Language Design – Parser Generator vs Custom Lexer and Parser

compilerlanguage-designparsing

What specific advantages and disadvantages of each way to working on a programming language grammar?

Why/When should I roll my own? Why/When should I use a generator?

Best Answer

There are three options really, all three of them preferable in different situations.

Option 1: parser generators, or 'you need to parse some language and you just want to get it working, dammit'

Say, you're asked to build a parser for some ancient data format NOW. Or you need your parser to be fast. Or you need your parser to be easily maintainable.

In these cases, you're probably best off using a parser generator. You don't have to fiddle around with the details, you don't have to get lots of complicated code to work properly, you just write out the grammar the input will adhere to, write some handling code and presto: instant parser.

The advantages are clear:

  • It's (usually) quite easy to write a specification, in particular if the input format isn't too weird (option 2 would be better if it is).
  • You end up with a very easily maintainable piece of work that is easily understood: a grammar definition usually flows a lot more natural than code.
  • The parsers generated by good parser generators are usually a lot faster than hand-written code. Hand-written code can be faster, but only if you know your stuff - this is why most widely used compilers use a hand-written recursive-descent parser.

There's one thing you have to be careful of with parser-generators: the can sometimes reject your grammars. For an overview of the different types of parsers and how they can bite you, you may want to start here. Here you can find an overview of a lot of implementations and the types of grammars they accept.

Option 2: hand-written parsers, or 'you want to build your own parser, and you care about being user-friendly'

Parser generators are nice, but they aren't very user (the end-user, not you) friendly.
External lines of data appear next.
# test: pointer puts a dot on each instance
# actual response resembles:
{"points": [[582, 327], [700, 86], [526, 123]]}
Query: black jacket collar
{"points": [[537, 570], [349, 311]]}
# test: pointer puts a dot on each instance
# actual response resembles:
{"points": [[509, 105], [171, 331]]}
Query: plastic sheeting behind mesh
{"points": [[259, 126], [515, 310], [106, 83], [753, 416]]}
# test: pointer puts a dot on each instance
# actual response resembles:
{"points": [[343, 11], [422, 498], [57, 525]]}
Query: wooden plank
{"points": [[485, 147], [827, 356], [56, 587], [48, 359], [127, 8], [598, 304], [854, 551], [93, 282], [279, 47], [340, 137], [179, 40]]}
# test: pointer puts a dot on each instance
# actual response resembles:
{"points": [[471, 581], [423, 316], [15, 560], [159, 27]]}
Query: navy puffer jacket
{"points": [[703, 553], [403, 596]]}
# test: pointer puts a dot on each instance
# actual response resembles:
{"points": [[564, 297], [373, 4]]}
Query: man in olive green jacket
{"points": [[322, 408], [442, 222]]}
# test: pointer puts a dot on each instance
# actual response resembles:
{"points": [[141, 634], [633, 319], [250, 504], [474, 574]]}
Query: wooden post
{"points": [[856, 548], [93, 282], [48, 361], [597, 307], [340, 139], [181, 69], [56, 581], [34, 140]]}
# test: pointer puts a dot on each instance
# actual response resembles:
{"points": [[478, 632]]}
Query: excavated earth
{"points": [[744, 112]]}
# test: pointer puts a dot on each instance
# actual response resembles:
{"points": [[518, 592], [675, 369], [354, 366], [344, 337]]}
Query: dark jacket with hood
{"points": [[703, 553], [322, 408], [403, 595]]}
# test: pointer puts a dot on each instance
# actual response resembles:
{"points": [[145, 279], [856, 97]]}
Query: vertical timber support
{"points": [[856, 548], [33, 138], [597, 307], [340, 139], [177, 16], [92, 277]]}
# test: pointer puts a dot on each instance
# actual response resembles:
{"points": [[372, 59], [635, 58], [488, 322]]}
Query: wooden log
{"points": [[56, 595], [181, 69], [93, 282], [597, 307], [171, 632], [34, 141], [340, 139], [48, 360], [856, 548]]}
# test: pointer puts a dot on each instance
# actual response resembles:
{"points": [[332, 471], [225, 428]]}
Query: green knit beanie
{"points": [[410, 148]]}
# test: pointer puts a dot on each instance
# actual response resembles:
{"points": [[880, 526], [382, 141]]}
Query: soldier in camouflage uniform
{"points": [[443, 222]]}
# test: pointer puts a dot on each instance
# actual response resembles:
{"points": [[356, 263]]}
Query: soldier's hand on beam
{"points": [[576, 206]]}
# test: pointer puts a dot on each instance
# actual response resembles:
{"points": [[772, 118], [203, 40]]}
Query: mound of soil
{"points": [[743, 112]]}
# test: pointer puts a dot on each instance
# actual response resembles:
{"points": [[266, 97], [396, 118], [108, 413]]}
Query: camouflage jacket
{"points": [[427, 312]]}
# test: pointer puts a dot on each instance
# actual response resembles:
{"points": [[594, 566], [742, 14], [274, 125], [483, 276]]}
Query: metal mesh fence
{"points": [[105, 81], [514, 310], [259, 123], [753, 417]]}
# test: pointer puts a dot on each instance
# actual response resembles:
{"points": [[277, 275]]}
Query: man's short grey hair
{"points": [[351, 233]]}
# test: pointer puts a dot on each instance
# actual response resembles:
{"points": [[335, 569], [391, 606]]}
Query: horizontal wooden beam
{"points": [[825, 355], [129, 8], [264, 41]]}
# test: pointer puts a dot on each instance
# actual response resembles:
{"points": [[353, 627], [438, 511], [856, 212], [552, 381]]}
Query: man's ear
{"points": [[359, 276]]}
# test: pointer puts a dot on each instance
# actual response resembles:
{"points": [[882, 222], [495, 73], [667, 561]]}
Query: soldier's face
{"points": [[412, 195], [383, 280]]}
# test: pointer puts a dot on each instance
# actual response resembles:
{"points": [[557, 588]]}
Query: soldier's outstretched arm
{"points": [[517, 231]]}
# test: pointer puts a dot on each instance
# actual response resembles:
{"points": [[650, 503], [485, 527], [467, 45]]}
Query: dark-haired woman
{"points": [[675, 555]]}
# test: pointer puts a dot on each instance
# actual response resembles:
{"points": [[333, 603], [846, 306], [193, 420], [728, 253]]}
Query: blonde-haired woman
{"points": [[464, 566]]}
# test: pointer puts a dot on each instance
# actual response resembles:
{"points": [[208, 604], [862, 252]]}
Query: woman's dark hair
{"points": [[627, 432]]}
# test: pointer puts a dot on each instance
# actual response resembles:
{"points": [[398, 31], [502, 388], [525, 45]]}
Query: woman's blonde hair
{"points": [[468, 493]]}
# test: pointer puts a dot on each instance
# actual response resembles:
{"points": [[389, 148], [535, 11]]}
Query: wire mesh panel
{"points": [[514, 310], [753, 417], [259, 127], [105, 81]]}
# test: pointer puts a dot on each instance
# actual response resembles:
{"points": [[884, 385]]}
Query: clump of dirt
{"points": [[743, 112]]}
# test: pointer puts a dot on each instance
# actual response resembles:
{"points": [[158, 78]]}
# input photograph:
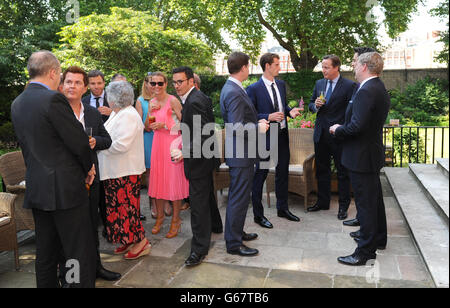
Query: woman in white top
{"points": [[120, 168]]}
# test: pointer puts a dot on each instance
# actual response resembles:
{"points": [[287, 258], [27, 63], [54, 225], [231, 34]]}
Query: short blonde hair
{"points": [[374, 62], [145, 93]]}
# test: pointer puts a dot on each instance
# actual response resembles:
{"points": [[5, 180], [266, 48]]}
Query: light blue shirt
{"points": [[100, 101]]}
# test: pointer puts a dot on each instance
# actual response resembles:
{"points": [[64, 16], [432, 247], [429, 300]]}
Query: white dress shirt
{"points": [[126, 156], [268, 85]]}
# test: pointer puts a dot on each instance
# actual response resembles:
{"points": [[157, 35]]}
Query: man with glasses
{"points": [[205, 216]]}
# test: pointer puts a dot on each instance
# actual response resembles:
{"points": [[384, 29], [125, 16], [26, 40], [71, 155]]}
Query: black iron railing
{"points": [[415, 144]]}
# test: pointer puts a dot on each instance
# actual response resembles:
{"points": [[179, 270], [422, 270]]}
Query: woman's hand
{"points": [[157, 125]]}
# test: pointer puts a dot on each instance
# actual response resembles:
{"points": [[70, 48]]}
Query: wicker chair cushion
{"points": [[5, 220], [293, 170]]}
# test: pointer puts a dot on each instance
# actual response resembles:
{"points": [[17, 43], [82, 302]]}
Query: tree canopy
{"points": [[130, 42]]}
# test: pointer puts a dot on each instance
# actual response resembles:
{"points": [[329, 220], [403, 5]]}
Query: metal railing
{"points": [[415, 144]]}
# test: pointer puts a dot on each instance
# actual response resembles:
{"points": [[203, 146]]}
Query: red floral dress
{"points": [[123, 224]]}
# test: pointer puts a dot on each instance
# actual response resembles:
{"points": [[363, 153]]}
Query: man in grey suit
{"points": [[239, 113]]}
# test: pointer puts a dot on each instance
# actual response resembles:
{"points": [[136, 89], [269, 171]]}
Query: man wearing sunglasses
{"points": [[205, 216]]}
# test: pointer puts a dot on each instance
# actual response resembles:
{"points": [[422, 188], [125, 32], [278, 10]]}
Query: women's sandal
{"points": [[143, 252], [123, 249]]}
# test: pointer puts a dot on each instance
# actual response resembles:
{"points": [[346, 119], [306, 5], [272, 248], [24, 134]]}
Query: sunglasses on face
{"points": [[160, 84], [178, 82]]}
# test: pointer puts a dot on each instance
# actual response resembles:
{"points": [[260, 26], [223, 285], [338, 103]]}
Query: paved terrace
{"points": [[291, 255]]}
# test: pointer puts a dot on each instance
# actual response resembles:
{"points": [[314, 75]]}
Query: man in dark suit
{"points": [[241, 128], [330, 99], [358, 51], [205, 216], [75, 82], [363, 155], [59, 163], [269, 98]]}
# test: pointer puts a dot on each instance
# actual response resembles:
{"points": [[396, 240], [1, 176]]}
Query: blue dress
{"points": [[148, 136]]}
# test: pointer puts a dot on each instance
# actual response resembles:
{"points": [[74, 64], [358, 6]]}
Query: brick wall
{"points": [[401, 78]]}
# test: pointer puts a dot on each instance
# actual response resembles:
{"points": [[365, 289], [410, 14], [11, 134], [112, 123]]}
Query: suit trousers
{"points": [[371, 212], [238, 200], [69, 231], [205, 215], [281, 178], [326, 147]]}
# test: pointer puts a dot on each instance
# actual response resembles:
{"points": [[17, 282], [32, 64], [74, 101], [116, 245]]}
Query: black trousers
{"points": [[371, 212], [281, 178], [68, 231], [326, 148], [205, 214]]}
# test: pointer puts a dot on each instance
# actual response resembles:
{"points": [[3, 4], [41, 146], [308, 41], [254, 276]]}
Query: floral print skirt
{"points": [[123, 224]]}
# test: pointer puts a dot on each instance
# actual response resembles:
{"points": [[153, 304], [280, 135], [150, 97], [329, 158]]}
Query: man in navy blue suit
{"points": [[269, 98], [363, 155], [239, 113], [336, 92]]}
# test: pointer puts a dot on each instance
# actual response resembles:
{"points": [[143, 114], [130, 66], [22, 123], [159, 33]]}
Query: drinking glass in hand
{"points": [[88, 131]]}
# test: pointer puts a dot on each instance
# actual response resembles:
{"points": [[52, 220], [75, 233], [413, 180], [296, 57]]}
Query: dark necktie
{"points": [[329, 92], [275, 99], [97, 101]]}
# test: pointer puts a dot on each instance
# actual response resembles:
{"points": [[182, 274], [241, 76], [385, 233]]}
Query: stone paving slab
{"points": [[292, 255]]}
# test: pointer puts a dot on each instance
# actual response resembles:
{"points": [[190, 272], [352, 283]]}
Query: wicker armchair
{"points": [[12, 171], [302, 175], [8, 234], [222, 175]]}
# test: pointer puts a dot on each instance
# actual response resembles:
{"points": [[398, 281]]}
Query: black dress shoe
{"points": [[243, 251], [107, 275], [342, 214], [354, 260], [352, 223], [288, 215], [355, 234], [194, 259], [263, 222], [249, 236], [379, 247]]}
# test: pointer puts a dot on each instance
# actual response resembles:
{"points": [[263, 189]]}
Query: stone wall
{"points": [[401, 78]]}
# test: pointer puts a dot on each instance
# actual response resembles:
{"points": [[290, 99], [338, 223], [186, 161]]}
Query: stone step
{"points": [[442, 164], [434, 185], [429, 230]]}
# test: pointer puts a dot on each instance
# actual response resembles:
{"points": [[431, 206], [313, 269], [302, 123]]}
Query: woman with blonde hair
{"points": [[167, 180]]}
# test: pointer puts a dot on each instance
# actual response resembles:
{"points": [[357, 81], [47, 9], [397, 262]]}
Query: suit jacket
{"points": [[238, 110], [87, 101], [93, 118], [55, 149], [334, 110], [263, 103], [198, 104], [362, 131]]}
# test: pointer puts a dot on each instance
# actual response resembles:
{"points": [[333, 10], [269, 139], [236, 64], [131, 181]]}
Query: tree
{"points": [[130, 42], [309, 29], [442, 12]]}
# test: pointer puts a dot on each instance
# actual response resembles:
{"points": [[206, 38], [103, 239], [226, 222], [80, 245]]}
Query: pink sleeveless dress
{"points": [[167, 180]]}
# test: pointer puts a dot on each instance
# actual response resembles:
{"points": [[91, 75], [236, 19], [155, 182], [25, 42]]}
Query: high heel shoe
{"points": [[144, 251], [175, 227], [123, 249], [158, 225]]}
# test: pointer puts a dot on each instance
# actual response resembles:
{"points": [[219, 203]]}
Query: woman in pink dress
{"points": [[167, 180]]}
You typically can't give good error messages, nor can you provide error recovery. Perhaps your language is very weird and parsers reject your grammar or you need more control than the generator gives you.

In these cases, using a hand-written recursive-descent parser is probably the best. While getting it right may be complicated, you have complete control over your parser so you can do all kinds of nice stuff you can't do with parser generators, like error messages and even error recovery (try removing all the semicolons from a C# file: the C# compiler will complain, but will detect most other errors anyway regardless of the presence of semicolons).

Hand-written parsers also usually perform better than generated ones, assuming the quality of the parser is high enough. On the other hand, if you don't manage to write a good parser - usually due to (a combination of) lack of experience, knowledge or design - then performance is usually slower. For lexers the opposite is true though: generally generated lexers use table lookups, making them faster than (most) hand-written ones.

Education-wise, writing your own parser will teach you more than using a generator. You have to write more and more complicated code after all, plus you have to understand exactly how you parse a language. On the other hand, if you want to learn how to create your own language (so, get experience at language design), either option 1 or option 3 is preferable: if you're developing a language, it will probably change a lot, and option 1 and 3 give you an easier time with that.

Option 3: hand written parser generators, or 'you're trying to learn a lot from this project and you wouldn't mind ending up with a nifty piece of code you can re-use a lot'

This is the path I'm currently walking down: you write your own parser generator. While highly nontrivial, doing this will probably teach you the most.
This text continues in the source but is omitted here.